The UK Finance (formerly Council of Mortgage Lenders) and many individual lenders have also introduced rules around ground rent escalation clauses. Doubling ground rent clauses (where the ground rent doubles at specified intervals) are particularly problematic because the future obligations are unpredictable and can grow to very large sums. A ground rent of £250 per year that doubles every 10 years would reach £8,000 per year after 50 years and £128,000 per year after 90 years, which clearly renders the property unmortgageable at that point and severely restricts the pool of buyers and lenders throughout the lease term.
Review of inflation-linked escalation (for example, ground rent linked to the Retail Price Index) is more complex. Many lenders will accept RPI-linked ground rents provided the current ground rent is below their threshold and the starting figure is not onerous. Fixed increases to specified higher amounts are assessed on the future ground rent level as well as the current one, which means a ground rent of £100 per year increasing to £500 per year in 2030 may already be deemed onerous even if the current payment appears modest.

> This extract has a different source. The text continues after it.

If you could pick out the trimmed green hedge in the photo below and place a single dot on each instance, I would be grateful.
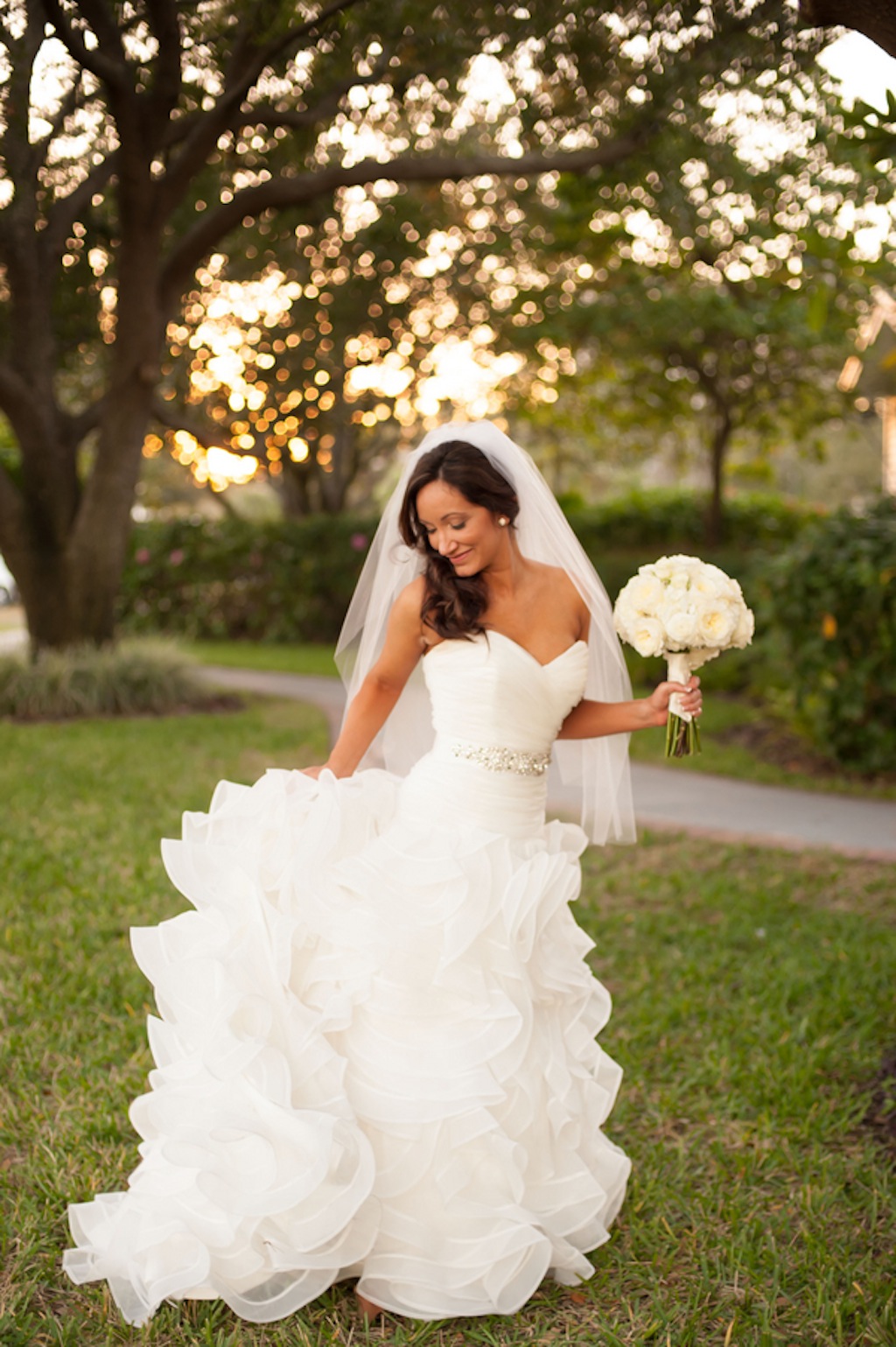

The Leasehold Reform (Ground Rent) Act 2022
The Leasehold Reform (Ground Rent) Act 2022 came into force on 30 June 2022. It makes it unlawful for landlords to charge a ground rent above a peppercorn (i.e. anything above zero) on new regulated leases of dwellinghouses and flats. The Act applies to all new regulated leases granted after commencement and also to statutory lease extensions obtained through the Leasehold Reform Act 1993. This means that if you exercise your right to extend your lease under the 1993 Act, the extended lease must be granted at a peppercorn ground rent, even if your existing lease has an escalating rent.

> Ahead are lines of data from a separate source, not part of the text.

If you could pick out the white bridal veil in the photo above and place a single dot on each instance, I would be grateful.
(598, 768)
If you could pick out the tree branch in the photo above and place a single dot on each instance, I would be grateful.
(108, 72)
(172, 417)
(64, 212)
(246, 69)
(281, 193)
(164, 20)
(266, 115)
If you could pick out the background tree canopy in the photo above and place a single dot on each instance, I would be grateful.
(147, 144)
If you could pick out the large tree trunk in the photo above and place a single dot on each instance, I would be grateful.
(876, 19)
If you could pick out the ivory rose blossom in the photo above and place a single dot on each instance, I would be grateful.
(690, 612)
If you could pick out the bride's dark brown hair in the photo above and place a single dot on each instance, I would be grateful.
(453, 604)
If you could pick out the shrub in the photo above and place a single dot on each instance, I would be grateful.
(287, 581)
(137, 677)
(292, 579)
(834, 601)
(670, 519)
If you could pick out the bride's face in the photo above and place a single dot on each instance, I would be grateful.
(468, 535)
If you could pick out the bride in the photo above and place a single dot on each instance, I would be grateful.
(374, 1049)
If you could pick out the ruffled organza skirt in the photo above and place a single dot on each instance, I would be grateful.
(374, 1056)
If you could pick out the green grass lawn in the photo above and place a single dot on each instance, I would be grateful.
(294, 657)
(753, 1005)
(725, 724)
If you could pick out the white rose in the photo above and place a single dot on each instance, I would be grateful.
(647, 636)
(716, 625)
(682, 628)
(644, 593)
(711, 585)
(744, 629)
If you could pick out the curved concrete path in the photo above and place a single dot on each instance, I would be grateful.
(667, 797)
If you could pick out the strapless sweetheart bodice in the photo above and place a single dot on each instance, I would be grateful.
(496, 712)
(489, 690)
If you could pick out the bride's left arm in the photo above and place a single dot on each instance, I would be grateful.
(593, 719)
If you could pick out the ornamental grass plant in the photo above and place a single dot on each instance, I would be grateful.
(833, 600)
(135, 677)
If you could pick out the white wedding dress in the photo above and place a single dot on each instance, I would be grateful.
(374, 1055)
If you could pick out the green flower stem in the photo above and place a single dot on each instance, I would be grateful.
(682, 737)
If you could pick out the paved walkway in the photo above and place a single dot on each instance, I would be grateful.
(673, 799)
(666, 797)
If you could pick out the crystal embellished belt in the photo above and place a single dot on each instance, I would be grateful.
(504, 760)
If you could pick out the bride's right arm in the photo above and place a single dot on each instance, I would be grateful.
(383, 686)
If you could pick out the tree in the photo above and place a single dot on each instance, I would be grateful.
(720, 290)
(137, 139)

Exercising your right to a statutory lease extension is therefore a powerful remedy for leaseholders with onerous ground rent terms. Not only does a statutory extension add 90 years to the existing lease term (making it much longer and therefore more valuable and mortgageable), it also resets the ground rent to a peppercorn for the extended term. The combination of a longer lease and zero ground rent addresses both of the most common mortgage obstacles facing leaseholders with problematic leases.

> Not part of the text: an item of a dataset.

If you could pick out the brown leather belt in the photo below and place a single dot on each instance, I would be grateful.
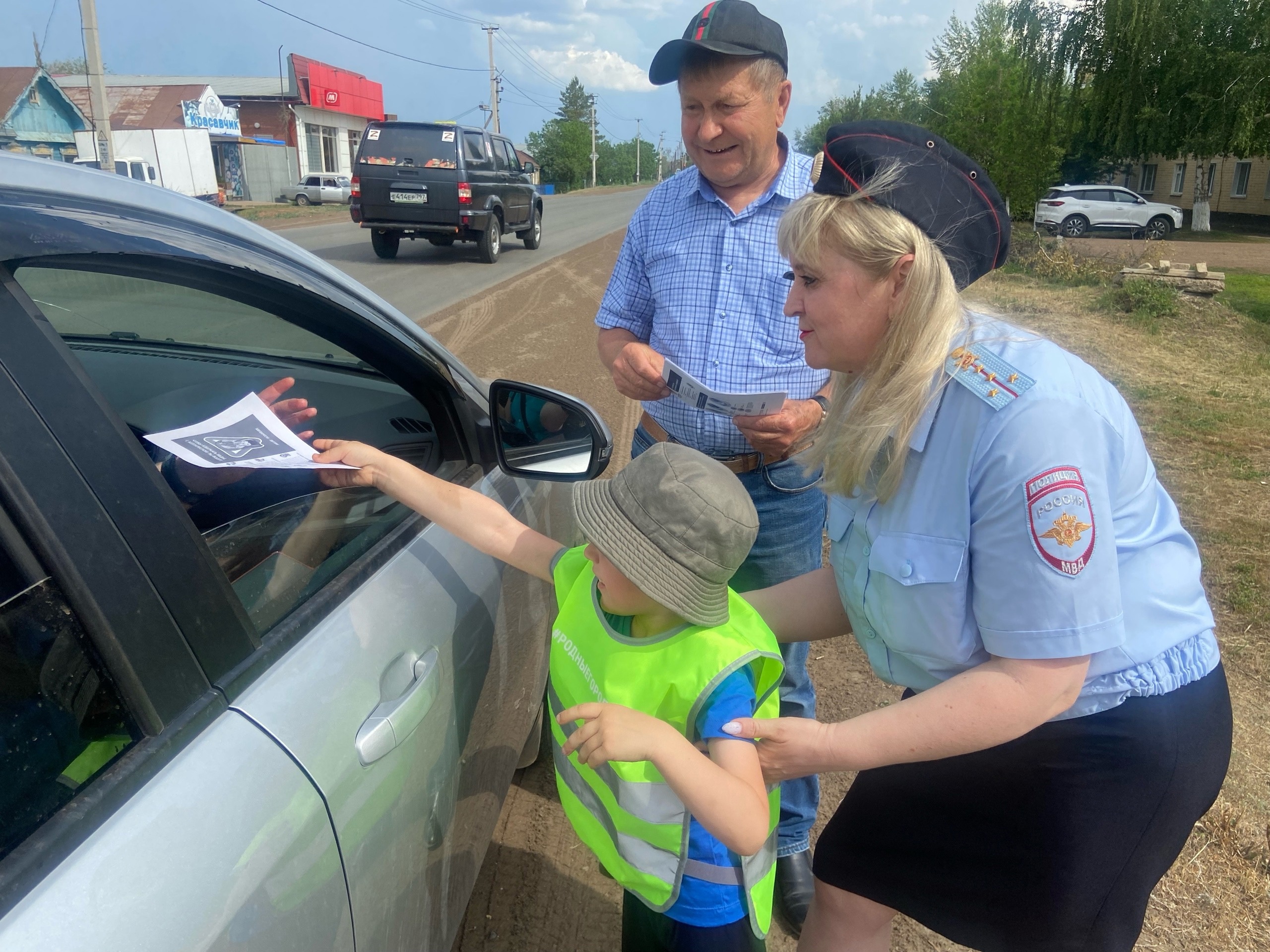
(740, 464)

The cost of a statutory lease extension depends on the unexpired lease term, the current ground rent, and the property's value. The premium is calculated using a statutory formula. Before the 2022 Act, the freeholder was entitled to the "marriage value" element when the unexpired term fell below 80 years, which could make extensions expensive. Under the Leasehold and Freehold Reform Act 2024 (which was passed but whose full implementation is ongoing), marriage value is to be removed from the calculation, which should make extensions more affordable for many leaseholders.